La fascination de Van Gogh pour les étoiles est donc loin de se limiter à une volonté de reproduction réaliste. Mais si l’astronomie passe finalement au second plan, on est séduit par ces recherches de J.-P. Luminet, qui nous rendent plus intelligibles les magnifiques tableaux de Van Gogh, dont le livre est richement illustré.

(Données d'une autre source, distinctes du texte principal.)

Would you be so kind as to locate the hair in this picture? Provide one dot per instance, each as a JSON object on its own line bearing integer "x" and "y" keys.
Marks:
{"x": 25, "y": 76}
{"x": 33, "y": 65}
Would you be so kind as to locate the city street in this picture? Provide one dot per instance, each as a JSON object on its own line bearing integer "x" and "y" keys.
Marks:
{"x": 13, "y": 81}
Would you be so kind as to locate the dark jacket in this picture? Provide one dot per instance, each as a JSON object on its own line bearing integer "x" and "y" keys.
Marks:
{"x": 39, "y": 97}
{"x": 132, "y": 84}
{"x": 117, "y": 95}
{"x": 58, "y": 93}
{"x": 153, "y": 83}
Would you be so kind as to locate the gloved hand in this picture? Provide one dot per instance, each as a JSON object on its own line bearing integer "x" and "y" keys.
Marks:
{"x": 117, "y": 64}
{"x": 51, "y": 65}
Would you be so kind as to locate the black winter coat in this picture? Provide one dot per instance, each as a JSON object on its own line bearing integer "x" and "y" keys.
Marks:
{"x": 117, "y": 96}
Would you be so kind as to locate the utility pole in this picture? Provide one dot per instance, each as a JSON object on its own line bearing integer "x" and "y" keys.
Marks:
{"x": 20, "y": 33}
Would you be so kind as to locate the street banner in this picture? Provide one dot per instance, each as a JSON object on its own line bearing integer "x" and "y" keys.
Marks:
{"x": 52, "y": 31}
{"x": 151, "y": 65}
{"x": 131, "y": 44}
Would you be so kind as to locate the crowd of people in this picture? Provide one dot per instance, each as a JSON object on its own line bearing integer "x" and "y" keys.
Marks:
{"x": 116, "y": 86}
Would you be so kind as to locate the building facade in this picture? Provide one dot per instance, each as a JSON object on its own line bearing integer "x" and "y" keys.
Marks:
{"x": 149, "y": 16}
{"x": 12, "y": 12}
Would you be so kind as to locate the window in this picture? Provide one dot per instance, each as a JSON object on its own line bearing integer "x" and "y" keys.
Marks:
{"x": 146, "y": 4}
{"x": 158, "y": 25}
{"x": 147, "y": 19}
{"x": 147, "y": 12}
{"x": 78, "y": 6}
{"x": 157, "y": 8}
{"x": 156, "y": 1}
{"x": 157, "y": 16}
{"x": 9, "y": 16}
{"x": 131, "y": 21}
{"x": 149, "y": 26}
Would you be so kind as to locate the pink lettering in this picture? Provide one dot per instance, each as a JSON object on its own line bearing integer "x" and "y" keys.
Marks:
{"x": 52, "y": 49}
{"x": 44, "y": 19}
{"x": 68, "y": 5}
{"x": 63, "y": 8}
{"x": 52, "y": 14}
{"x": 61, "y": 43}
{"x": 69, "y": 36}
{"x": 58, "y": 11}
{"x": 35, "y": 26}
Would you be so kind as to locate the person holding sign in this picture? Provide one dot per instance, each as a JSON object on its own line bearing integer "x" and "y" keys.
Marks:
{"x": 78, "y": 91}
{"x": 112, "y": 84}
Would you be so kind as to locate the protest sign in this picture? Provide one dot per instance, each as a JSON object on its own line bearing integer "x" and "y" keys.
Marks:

1 En 1845, le couple anglo-irlandais Mary Field (1813-1885), une pionnière de la photographie, et William Parsons (1800-1867), dit Lord Rosse, futur président de la Royal Society, mettent en lumière sur leurs terres un télescope amateur géant, surnommé « Léviathan de Parsonstown ». Doté d’un tube de 17 m et d’un miroir de 183 cm de diamètre, voué à l’étude des nébuleuses jadis cataloguées par Charles Messier (1730-1817), il était capable de résoudre des astres de magnitude 18. En 1850, William Parsons publie un dessin qui révèle la structure spiralée de la nébuleuse M51, qu’il baptise « Whirlpool Galaxy » (« galaxie du Tourbillon »). Ce croquis spectaculaire, qui fera le tour du monde savant, sera reproduit en 1881 dans l’Astronomie populaire de Camille Flammarion. Sa concordance est si forte avec les tourbillons de la Nuit étoilée de Saint-Rémy que la comparaison devient en effet saisissante.